Elena : J'ai encore parfois peur. Je suis toujours facilement angoissée, mais pas plus que les autres à mon âge. Et si je devais vomir, ce serait certes désagréable. Mais je peux aller aux toilettes en courant.

«Je me suis enfui de mon cours d'histoire»

Mike, 11 ans, a peur des guillotines. Depuis six ans déjà, il vit avec la peur de ces dispositifs de décapitation du 18e siècle. En parler ne lui fait pas peur - tant que le terme n'est pas prononcé.

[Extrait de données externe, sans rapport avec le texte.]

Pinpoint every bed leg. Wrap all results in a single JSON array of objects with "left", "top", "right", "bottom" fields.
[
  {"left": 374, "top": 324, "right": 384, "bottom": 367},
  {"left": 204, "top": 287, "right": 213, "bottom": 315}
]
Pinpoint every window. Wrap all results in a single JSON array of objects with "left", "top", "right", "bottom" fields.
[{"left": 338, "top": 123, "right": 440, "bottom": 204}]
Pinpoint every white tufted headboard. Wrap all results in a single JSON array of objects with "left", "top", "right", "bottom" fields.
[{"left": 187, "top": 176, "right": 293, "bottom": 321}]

"C'est arrivé dans un dessin animé : on voyait quelque chose monter, puis tomber, puis quelqu'un crier. Je n'ai pas vu la chose. Mais cela s'était sans doute déjà glissé dans mon subconscient. Depuis, il suffit que j'entende ce mot. Il y a alors quelque chose qui n'est plus normal chez moi.

C'est comme un choc. Je me baisse, parfois je m'enfuis, parfois je ne bouge plus du tout. Je commence à trembler, je m'agite, j'ai des sueurs froides et je me bouche les yeux et les oreilles. Mon cœur bat plus vite.

Une fois, à l'école, nous avons étudié l'histoire de la voiture. Lorsqu'on a évoqué le XVIIIe siècle, j'ai eu peur, car on pourrait tout à coup parler de la Révolution française. Même quand nous lisons un livre en classe, j'ai peur qu'il y soit question de cette chose. Parfois, je lis le livre seul avant, comme ça je suis préparé. Si je lis le mot moi-même, cela ne me dérange pas. J'ai peur si quelqu'un d'autre le prononce. Ensuite, il y a cette incertitude : je ne sais pas ce qui va arriver.

Partout où cette chose pourrait apparaître, je fais attention. Pour les bandes-annonces au cinéma, je vais aux toilettes. Au théâtre, j'ai dit une fois que j'avais une infection urinaire. Pour les publicités sur Internet, je garde le doigt prêt à repousser la fenêtre si nécessaire. C'est toujours dangereux lorsqu'il est question du 18e siècle.

J'ai eu de la chance avec un documentaire sur la Bible. Elle est passée directement du 20e siècle au 15e siècle. À l'époque, cette chose n'existait pas encore. Et après la Seconde Guerre mondiale, elle a été abolie partout sauf en France. Je m'informe pour savoir quand je dois faire attention.

Quand la maîtresse m'a demandé, j'ai dit que j'avais mal à la tête.

Mes collègues sont à moitié au courant de ma peur. Ils ont été témoins d'une de mes crises, lorsque je suis sortie en courant de la classe pendant le cours d'histoire. L'enseignante m'a demandé ce que j'avais. J'ai répondu : 'Mal de tête'. Je n'osais pas le dire. Maman l'a expliqué à la maîtresse. Maintenant, je peux m'annoncer quand je veux sortir.

Je n'ai plus peur que des araignées. Mais on ne peut dire de lui qu'il a 'un peu peur'. Ah - et dans le bateau en mer : une tornade pourrait m'aspirer. Je ne suis donc pas obligé de partir en croisière. Et je ne dors jamais dans le noir. La nuit, j'allume la lampe de ma chambre en bleu. Comme ça, ça va. J'avais honte de cela.

Mais ensuite, j'ai remarqué qu'un élève de la classe avait aussi peur. Un jour, alors qu'il avait peur du tonnerre, je lui ai dit : 'Tout va bien. Il ne peut rien t'arriver'. C'est ainsi que nous avons commencé à parler de nos peurs.

Je veux aider les gens qui ont peur. Je sais moi-même ce que c'est. Mes collègues m'aident aussi. Quand ils ont remarqué que je commençais à avoir peur pendant la semaine d'école à la campagne, ils m'ont dit : 'Si ça va mal, nous sortirons avec toi'".